The Census Bureau has just released its new regional estimates, which show the median household income for the United States in each state.
The data is based on the 2015 American Community Survey, and is subject to a number of caveats.
The Bureau estimates that the median family income in the Northeast was $54,200, and the median for the South was $55,200.
The median for families in the Midwest was $47,900.
The regional estimates also include income for parents, and don’t include benefits such as unemployment benefits.
In addition, some of the data does not account for inflation, so some of these figures may be off by as much as 10% over the next five years.
(The Census Bureau doesn’t break out this difference in inflation figures.)

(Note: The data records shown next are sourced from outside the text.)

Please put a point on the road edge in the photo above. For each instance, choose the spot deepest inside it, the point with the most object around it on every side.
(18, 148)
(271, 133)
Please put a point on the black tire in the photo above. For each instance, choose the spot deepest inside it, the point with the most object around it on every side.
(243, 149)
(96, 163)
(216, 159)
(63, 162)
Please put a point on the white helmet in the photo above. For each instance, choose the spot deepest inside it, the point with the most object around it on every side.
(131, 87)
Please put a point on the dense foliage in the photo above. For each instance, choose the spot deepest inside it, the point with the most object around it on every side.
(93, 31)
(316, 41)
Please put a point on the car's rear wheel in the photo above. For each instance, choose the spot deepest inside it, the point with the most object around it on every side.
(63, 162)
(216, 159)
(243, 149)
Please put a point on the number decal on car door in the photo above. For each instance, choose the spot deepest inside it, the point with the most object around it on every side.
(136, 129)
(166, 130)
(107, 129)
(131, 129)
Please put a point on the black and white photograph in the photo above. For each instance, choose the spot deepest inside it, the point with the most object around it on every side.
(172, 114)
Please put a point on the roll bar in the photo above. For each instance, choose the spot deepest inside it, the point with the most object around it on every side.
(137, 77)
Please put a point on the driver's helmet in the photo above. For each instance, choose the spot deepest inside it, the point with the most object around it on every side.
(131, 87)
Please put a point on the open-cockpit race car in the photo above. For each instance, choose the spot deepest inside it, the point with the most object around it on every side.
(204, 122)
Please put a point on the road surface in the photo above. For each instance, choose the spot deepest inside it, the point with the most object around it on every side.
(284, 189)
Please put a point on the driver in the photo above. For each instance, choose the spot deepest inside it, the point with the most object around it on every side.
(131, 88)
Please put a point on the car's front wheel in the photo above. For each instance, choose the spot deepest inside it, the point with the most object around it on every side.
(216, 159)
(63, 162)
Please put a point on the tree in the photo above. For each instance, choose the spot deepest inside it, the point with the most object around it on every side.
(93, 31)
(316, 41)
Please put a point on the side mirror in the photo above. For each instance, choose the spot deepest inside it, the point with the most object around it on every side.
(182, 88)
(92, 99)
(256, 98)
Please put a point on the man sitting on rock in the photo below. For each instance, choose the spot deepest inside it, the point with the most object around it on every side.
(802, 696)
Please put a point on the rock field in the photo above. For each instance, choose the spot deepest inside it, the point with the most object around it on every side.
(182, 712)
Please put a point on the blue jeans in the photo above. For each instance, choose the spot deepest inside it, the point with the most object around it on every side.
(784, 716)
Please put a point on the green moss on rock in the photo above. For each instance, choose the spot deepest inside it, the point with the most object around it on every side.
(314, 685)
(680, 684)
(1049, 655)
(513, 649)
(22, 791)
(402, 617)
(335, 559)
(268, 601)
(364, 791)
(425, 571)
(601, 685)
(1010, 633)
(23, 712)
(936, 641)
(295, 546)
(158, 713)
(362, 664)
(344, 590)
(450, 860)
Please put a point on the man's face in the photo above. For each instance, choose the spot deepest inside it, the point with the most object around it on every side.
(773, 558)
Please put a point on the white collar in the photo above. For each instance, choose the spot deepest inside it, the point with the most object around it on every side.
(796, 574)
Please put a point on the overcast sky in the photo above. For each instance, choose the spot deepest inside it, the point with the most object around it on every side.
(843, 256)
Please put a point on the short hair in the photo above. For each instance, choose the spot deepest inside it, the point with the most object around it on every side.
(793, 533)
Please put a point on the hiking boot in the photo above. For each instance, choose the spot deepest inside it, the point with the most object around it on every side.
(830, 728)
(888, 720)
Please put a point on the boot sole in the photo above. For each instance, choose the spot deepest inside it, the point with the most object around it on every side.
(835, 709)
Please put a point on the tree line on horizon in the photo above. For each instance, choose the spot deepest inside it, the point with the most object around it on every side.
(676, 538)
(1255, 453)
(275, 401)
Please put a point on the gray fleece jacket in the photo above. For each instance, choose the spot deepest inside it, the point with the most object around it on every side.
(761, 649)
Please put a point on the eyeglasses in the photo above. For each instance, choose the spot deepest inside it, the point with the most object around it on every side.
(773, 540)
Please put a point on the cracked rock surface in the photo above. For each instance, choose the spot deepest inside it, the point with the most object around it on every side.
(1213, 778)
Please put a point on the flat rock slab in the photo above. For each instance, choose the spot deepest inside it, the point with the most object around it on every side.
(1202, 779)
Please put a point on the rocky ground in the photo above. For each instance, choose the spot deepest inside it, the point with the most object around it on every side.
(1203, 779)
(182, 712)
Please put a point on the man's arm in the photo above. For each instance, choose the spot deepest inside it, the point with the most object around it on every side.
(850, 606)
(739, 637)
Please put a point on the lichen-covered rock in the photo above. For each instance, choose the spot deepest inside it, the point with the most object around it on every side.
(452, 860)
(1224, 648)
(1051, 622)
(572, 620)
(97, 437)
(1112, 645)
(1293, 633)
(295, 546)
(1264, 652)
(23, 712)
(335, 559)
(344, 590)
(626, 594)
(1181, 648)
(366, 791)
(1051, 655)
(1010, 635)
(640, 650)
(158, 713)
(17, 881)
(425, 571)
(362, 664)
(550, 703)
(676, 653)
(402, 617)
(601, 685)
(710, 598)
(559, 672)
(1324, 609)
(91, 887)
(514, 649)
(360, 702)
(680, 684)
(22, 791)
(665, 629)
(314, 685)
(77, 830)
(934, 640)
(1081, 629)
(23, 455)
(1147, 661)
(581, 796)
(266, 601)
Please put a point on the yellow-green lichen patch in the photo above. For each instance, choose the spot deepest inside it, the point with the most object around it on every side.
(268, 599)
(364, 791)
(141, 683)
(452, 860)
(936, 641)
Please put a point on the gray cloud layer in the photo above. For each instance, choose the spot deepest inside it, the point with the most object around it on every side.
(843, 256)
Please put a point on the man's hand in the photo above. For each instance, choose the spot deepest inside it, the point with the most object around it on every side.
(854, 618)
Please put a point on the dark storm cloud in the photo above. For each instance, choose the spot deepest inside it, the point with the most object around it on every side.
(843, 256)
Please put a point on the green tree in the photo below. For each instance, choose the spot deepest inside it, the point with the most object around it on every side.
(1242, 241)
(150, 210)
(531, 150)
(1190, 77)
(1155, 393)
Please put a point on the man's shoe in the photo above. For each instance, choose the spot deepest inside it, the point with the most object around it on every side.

The regional estimates are expected to be released in the coming months, and they show a median household in every state with an income of $55.40 in 2019, down from $56.50 in 2019.
The Midwest saw a 10% drop, while the South had a 7.3% drop.
For example, in the South, a family of four in 2019 earned $55 a week, while a family in the North saw an income increase of 4.3%.
The Census also found that there were 7.4 million people in the country with annual household incomes of less than $40,000, up from 6.9 million in 2019 (the most recent data available).
As you can see from the chart above, the median incomes for states are much higher than they were in the mid-1980s.
But the figures do have limitations.
One is that they only measure income at the federal level, so they don’t account for taxes or social security payments.